OPTPDT (Optimal P-value Threshold Pedigree Disequilibrium Test)is a family-based multi-SNP association test. A variable p-value threshold algorithm is used in the test to select an optimal subset of SNPs that has the strongest association signals.
qMSAT is a powerful test that directly incorporates sequencing qualities in association tests with multiple rare variants. It allows for the adjustment of additional covariates and is robust towards the inclusion of noncausal variants and variants having effects with different magnitudes and directions. Furthermore, it can coherently account for missing genotypes and conjoin in a principled way individuals or variants sequenced at varying coverage depths.

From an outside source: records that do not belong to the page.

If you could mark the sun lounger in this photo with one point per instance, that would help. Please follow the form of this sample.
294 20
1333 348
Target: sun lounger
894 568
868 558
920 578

RWAS (Rare variant Weighted Aggregate Statistic) is a groupwise association test for identifying associations of groups of rare variants. RWAS groups variants and computes a weighted sum of differences in mutation counts between case and control individuals. Weights of RWAS are estimated from data to achieve nearly optimal power under a disease model in which all variants make an equally small contribution to population disease risk.
LRT (Likelihood Ratio Test) is a method that tries to identify which variants are causal by taking advantage of both prior information (of how likely each variant is functional) and data. LRT uses this information (of which variants are likely causal) to better detect associations of groups of rare variants.
Jae Hoon Sul, Buhm Han, Eleazar Eskin.
“Increasing Power of Groupwise Association Test with Likelihood Ratio Test.”
In Proceedings of the Fifteenth Annual Conference on Research in Computational Biology (RECOMB-2011). Vancouver, Canada: March 28th-31st, 2011
AMELIA (Allele Matching Empirical Locus-specific Integrated Association) is a program that employs allele matching to analyse the effects of rare variants within a specific locus.
LCMT is a small program performing “combining” association test over multiple genetic markers.LCMT implements the “combining” method for the association test over multiple genetic markers. It optimally utilizes the information from those markers. It is preferred over several competing tests, such as the Bonferroni procedure, the permutation procedure, the traditional χ2 procedure, the regression procedure (Hotelling T2 test) and the haplotype-based test.